Gerhardt könnte es also besser wissen. Aber rechte Kräfte in den USA und Europa stellen sich uneingeschränkt hinter das Gewaltregime der Putschisten, weil sie in Honduras einen Stellvertreterkrieg führen: gegen den "Chavismus", also die anti-neoliberale Linke in Lateinamerika. Diese Haltung wird zunehmend so auch formuliert.

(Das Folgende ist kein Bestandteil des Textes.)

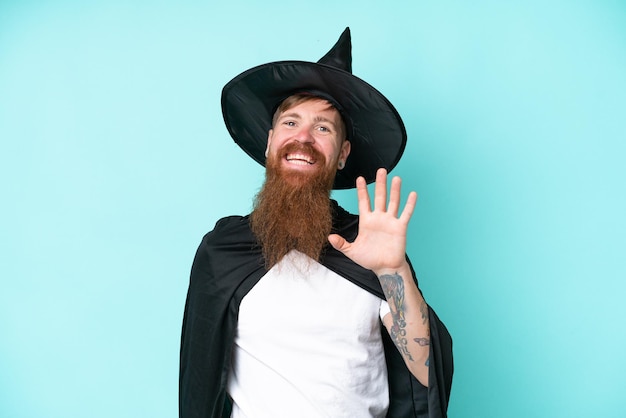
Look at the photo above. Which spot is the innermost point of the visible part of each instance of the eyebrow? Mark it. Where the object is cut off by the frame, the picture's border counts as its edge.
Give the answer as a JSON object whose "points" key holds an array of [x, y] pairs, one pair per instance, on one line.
{"points": [[296, 115]]}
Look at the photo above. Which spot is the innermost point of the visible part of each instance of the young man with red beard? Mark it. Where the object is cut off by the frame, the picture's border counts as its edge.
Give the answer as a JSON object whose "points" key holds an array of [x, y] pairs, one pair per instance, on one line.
{"points": [[301, 309]]}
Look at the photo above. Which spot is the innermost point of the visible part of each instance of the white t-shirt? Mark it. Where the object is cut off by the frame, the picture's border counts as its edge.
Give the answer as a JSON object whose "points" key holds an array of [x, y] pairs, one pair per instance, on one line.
{"points": [[308, 344]]}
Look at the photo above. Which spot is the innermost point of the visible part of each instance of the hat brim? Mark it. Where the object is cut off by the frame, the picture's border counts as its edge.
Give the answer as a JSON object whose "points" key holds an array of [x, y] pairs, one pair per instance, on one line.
{"points": [[375, 129]]}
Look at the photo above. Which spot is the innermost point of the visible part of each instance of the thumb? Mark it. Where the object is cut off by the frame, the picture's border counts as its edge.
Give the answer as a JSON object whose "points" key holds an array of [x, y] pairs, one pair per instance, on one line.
{"points": [[338, 242]]}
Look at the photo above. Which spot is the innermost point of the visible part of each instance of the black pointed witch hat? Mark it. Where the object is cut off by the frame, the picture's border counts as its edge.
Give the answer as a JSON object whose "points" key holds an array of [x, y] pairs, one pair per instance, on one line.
{"points": [[373, 125]]}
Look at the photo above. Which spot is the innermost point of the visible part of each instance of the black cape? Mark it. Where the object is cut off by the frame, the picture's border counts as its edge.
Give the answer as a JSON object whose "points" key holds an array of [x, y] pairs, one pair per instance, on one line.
{"points": [[227, 265]]}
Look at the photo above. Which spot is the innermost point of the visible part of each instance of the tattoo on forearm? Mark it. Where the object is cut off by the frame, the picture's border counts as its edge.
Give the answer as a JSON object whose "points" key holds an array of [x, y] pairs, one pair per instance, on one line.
{"points": [[422, 341], [393, 286]]}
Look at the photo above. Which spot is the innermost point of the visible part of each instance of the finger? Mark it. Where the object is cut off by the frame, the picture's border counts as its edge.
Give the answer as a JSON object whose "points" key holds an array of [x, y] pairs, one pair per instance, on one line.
{"points": [[380, 194], [394, 196], [409, 207], [363, 196]]}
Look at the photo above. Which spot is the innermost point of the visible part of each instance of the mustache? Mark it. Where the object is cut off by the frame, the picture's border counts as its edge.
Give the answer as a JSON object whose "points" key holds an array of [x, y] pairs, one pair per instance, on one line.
{"points": [[302, 147]]}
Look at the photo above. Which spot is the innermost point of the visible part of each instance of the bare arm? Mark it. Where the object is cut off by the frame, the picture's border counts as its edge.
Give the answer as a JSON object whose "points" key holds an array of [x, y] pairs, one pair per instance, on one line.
{"points": [[380, 246]]}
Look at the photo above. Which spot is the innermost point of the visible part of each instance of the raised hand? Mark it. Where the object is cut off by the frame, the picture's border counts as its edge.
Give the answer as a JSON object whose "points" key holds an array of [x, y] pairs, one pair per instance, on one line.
{"points": [[381, 242]]}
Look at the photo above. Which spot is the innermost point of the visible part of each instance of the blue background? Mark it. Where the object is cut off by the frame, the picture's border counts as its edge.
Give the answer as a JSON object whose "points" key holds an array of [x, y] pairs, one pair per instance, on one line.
{"points": [[114, 161]]}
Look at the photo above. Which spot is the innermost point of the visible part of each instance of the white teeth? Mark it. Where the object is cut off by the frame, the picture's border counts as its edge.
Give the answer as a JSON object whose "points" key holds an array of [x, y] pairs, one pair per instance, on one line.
{"points": [[299, 158]]}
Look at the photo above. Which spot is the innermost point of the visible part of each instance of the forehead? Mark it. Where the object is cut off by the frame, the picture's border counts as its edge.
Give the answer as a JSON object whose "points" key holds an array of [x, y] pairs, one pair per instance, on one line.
{"points": [[313, 106]]}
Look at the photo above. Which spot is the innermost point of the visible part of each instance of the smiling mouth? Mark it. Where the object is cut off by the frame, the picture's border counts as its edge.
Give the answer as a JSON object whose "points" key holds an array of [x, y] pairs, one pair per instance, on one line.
{"points": [[301, 159]]}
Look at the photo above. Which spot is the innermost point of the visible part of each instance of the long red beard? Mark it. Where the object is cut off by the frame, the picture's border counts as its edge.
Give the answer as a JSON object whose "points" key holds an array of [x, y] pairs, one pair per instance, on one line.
{"points": [[292, 211]]}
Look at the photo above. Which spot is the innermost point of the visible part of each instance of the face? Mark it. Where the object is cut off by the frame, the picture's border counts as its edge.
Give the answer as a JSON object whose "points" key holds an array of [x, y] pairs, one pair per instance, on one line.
{"points": [[306, 138]]}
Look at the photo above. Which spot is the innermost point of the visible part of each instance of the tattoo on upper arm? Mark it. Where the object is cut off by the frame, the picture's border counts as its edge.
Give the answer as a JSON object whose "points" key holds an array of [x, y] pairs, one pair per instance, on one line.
{"points": [[393, 286]]}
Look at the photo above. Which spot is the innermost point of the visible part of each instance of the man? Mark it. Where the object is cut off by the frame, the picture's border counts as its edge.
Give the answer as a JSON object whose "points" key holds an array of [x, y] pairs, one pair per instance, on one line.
{"points": [[284, 311]]}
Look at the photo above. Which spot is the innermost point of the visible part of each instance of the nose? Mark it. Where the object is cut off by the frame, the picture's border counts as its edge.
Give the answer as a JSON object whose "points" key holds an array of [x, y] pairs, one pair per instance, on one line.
{"points": [[304, 135]]}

Umso wichtiger ist die Präsenz demokratischer Kräfte vor Ort. "Wir haben uns entschlossen die Delegation von Enlazando zu unterstützen, weil wir es wichtig finden, dass die Menschenrechtsverletzungen öffentlich gemacht werden", sagt Kerstin Sack von der Lateinamerika-AG von Attac. Mit ihr zusammen hatte ich die Reise vorbereitet. Sie weist darauf hin, dass die sozialen Bewegungen in Honduras weiterhin um internationale Präsenz werben, "weil diese für sie einen Schutz darstellt". Attac sehe den Putsch in Honduras auch als Angriff auf die politische und soziale Entwicklung in Lateinamerika: "Wir wollen mit unserer Präsenz den sozialen Bewegungen unsere Solidarität ausdrücken".


Harald Neuber war unter anderem mit dem Mandat von Attac Deutschland in Honduras, um die Lage vor Ort zu beobachten.